Remember to have interrupts enabled. ;)
-
So if you want to delay for approximately 'a' seconds you can try this:
ld b,107
halt
djnz $-1
dec a
jr nz,$-6
ret
Does this help?
Remember to have interrupts enabled. ;)
Thank you mucho. I don't actually disable them to begin with...lol.
-
If you don't want to look up the instruction bytes and are too lazy to write out labels, you could also use relative labels (with Spasm):
_ ld b,107
_ halt
djnz -_
dec a
jr nz, --_
ret
-
Okay, so Runer was speculating about how to get the best speed out of a math routine, so the first challenge he gave was for 8x8 multiplication with a 16-bit output. I am not doing all that well with the challenge, but here is a variation of what I came up with that actually is a 8x16 multiplication (it requires 4 more cycles to make it 8x8).
A_Times_DE:
;Input:
; A,DE
;Outputs:
; A is 0
; BC is not changed
; DE is not changed
; HL is the result
; z flag is set
; c flag is set if the input A is not 0
;Notes:
; If A is 0, 29 cycles
;Speed: 145+6n+21b cycles
; n=floor(log(a)/log(2))
; b is the number of bits in the number
; Testing over all values of A from 1 to 255:
; 313.7058824 average cycles
; Worst: 355
; Best : 166 (non trivial)
;Size: 25 bytes
ld hl,0 ;10
or a \ ret z ;9
cpl \ scf ;8
adc a,a ;4
jp nc,$+7 ;10 ;45
Loop:
add a,a ;4
jp c,$-1 ;10 ;14(7-n)
add hl,de ;11 ;11 (the rest are counted below)
add a,a ;4 ;4b
ret z ;5|11 ;5b+6
add hl,hl ;11 ;11b-11
jp p,$-4 ;21|20 ;20n+b
jp $-7
So that code is about twice as large as the following more standard routine, but it is also on average about 52 cycles faster and the worst case scenario is 35 cycles better than the worst case for the next routine. The advantage with the following code is that the speed is not all over the place:
DE_Times_A:
;Inputs:
; DE and A are factors
;Outputs:
; A is not changed
; B is 0
; C is not changed
; DE is not changed
; HL is the product
;Speed:
; 342+6x, x is the number of bits in A
; Average: 366 cycles
;Size:
; 13 bytes
ld b,8 ;7 7
ld hl,0 ;10 10
add hl,hl ;11*8 88
rlca ;4*8 32
jr nc,$+3 ;(12|18)*8 96+6x
add hl,de ;-- --
djnz $-5 ;13*7+8 99
ret ;10 10
Another interesting note is that the first routine does not use a counter and so it preserves BC. For the best speed without an LUT, I still think unrolled routines are the best :)

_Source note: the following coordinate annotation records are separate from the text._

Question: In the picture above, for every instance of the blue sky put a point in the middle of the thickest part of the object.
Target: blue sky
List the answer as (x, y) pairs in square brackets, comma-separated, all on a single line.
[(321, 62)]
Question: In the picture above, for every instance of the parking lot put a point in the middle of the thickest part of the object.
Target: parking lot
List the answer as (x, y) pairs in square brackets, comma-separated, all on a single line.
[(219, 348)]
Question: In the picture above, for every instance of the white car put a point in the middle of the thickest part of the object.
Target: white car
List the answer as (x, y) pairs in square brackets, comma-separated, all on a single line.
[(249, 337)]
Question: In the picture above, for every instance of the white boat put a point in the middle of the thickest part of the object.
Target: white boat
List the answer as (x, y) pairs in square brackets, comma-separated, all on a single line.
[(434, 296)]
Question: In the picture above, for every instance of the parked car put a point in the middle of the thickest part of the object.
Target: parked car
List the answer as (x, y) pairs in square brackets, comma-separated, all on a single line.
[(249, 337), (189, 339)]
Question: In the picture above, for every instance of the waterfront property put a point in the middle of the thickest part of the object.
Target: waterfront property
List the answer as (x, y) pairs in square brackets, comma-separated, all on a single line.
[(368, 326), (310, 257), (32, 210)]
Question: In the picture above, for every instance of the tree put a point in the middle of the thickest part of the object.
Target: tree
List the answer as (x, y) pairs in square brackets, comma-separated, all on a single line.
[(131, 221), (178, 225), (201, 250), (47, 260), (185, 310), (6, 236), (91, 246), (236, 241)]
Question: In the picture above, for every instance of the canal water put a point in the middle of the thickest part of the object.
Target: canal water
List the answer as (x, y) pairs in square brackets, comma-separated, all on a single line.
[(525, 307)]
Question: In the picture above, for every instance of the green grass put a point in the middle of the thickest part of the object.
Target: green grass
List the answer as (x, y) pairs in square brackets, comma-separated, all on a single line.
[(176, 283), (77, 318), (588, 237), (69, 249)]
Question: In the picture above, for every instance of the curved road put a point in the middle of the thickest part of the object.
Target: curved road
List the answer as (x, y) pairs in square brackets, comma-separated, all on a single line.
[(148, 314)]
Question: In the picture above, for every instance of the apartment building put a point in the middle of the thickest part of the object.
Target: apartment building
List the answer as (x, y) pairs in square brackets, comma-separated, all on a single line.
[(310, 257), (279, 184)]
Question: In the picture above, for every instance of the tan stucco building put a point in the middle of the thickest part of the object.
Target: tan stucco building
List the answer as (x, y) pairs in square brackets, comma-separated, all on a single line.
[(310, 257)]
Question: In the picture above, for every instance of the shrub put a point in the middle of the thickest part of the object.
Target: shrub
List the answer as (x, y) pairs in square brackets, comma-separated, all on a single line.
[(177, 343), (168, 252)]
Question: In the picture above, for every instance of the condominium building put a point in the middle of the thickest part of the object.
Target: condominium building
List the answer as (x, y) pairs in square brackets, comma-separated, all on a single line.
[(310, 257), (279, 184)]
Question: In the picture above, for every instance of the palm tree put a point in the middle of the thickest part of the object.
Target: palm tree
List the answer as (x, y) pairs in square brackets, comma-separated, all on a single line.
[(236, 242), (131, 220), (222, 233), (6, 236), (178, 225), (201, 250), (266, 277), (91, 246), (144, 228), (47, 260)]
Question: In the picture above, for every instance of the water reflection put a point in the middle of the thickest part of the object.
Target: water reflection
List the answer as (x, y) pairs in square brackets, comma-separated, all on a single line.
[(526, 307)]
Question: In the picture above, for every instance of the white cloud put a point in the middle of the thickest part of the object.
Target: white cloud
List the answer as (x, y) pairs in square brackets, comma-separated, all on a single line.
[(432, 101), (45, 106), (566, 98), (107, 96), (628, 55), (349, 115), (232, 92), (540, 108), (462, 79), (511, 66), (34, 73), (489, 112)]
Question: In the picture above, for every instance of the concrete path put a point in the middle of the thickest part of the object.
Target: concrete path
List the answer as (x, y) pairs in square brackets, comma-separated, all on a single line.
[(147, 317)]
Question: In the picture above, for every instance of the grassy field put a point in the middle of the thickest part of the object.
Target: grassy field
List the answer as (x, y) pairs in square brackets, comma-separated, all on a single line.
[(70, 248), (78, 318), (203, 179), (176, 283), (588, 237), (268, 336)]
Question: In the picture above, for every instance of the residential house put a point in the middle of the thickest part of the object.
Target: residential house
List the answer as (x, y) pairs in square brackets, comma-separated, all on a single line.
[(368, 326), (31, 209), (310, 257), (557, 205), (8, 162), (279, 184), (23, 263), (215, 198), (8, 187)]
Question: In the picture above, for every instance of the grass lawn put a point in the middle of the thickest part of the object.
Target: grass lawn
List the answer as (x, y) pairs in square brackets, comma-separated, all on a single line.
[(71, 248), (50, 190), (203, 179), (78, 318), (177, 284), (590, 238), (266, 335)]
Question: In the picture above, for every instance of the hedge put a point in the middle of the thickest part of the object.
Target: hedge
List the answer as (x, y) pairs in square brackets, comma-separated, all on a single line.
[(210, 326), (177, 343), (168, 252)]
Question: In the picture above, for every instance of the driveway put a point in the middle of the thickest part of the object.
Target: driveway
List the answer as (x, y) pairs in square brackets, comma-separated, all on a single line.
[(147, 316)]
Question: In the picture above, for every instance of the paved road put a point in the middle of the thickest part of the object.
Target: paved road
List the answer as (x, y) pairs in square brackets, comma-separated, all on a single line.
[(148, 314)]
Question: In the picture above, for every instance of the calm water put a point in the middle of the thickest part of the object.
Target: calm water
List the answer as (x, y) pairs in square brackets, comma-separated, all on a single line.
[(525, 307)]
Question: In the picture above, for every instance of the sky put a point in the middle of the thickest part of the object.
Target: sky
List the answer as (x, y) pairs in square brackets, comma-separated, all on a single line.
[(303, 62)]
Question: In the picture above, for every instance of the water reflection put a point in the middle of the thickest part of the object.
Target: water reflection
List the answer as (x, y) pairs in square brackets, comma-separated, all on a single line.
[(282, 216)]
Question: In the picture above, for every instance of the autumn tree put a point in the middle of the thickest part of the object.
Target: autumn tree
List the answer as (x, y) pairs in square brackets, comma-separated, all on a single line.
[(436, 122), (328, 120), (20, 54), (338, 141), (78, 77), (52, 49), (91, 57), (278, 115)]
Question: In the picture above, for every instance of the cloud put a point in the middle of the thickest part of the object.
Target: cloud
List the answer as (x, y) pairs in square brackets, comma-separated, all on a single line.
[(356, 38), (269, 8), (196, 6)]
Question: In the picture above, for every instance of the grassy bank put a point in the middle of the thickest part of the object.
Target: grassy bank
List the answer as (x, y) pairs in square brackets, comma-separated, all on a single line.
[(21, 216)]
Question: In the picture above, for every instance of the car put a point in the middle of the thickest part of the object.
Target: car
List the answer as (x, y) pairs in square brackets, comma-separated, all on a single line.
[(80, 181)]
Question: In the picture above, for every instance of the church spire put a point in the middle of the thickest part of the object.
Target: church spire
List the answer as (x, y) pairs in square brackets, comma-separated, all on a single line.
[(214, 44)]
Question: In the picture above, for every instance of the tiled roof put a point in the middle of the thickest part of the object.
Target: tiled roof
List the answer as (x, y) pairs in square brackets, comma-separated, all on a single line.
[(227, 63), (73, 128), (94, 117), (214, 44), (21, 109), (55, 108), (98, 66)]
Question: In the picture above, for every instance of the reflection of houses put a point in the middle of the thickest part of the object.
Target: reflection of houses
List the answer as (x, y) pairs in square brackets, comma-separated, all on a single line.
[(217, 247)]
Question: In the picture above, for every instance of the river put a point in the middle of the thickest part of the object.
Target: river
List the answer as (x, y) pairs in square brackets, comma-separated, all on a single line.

Actually, another note-- the first routine doesn't really get a speed boost from unrolling :/
You can make a hybrid of the two codes that will cost the b register, but it will be 21 bytes and average a smidge over 320 cycles, too.
EDIT: Also, I posted here because the topic title had a nice name and I am not ready to submit it elsewhere without the scrutiny of the better asm coders, first :P
-
Okay, so Runer was speculating about how to get the best speed out of a math routine, so the first challenge he gave was for 8x8 multiplication with a 16-bit output. I am not doing all that well with the challenge, but here is a variation of what I came up with that actually is a 8x16 multiplication (it requires 4 more cycles to make it 8x8).
Unless I've made a mistake somewhere, this routine doesn't work as written, because at the time you're testing the sign flag, the bit you're interested in has already been shifted out. But it's an interesting idea, so here's a version that works (but could probably be optimized more):
ld hl,0 ; 10
or a ; 4
ret z ; 5
scf ; 4
skip_zeroes:
adc a,a ; 4(9-n)
jr nc,skip_zeroes ; 12(9-n) - 5
jp loop_add0 ; 10
loop_add:
ret z ; 5k + 6
add hl,hl ; 11k
loop_add0:
add hl,de ; 11(k+1)
loop_noadd:
add a,a ; 4n
jr c, loop_add ; 7n + 5k
add hl,hl ; 11(n-k-1)
jp loop_noadd ; 10(n-k-1)
If I've worked it out correctly, this has a minimum (non-trivial) running time of 192, a maximum of 437, and average of ~368.57.
-
For reference, here are the timings for the routines from Z80 Bits (http://baze.au.com/misc/z80bits.html#1.1).
Rolled:
; Ref Worst Best
MultHbyE:
ld l, 0 ; 7 7 7
ld d, l ; 4 4 4
sla h ; 8 8 8
jr nc,$+3 ; 12/7 12 7
ld l,e ; 4 4
ld b, 7 ; 7 7 7
_: add hl,hl ; 11 11 11
jr nc,$+3 ; 12/7 7 12
add hl,de ; 11 11
djnz -_ ; 13/8 13 13
; -5 -5
; 327 284
MultAbyDE:
ld hl, 0 ; 10 10 10
ld c, l ; 4 4 4
add a,a ; 4 4 4
jr nc,$+4 ; 12/7 7 12
ld h,d ; 4 4
ld l,e ; 4 4
ld b, 7 ; 7 7 7
_: add hl,hl ; 11 11 11
rla ; 4 4 4
jr nc,$+4 ; 12/7 7 12
add hl,de ; 11 11
adc a,c ; 4 4
djnz -_ ; 13/8 13 13
; -5 -5
; 385 312
Unrolled:
MultHbyE:
; L and D must already be 0
sla h ; 8 8 8
jr nc,$+3 ; 12/7 12 7
ld l,e ; 4 4
add hl,hl ; 11 11 11
jr nc,$+3 ; 12/7 7 12
add hl,de ; 11 77
; *7 *7 *7
; 223 180
MultAbyDE:
; HL and C must already be 0
add a,a ; 4 4 4
jr nc,$+4 ; 12/7 7 12
ld h,d ; 4 4
ld l,e ; 4 4
add hl,hl ; 11 11 11
rla ; 4 4 4
jr nc,$+4 ; 12/7 7 12
add hl,de ; 11 11
adc a,c ; 4 4
; *7 *7 *7
; 278 205
-
This was to Floppus, but I lost internet connection for a while:
Dang, I must have messed up big time somewhere. You are right, that routine really does not work at all. Now I need to figure out where I went wrong because I was sure I had a working version :(
I think you over counted your cycles, too o.o What I did to make things easier was to remove the code that stripped the leading zeroes and that alone has a worst case of 404 cycles and best case of 327 cycles. pretty much, it is 316+11b where b is the number of bits in A (b=0 is the trivial case and I am not counting that). Your routine is still eluding me how to best analyse it, though, but I think it is a lot faster than you thought and better than the normal routine.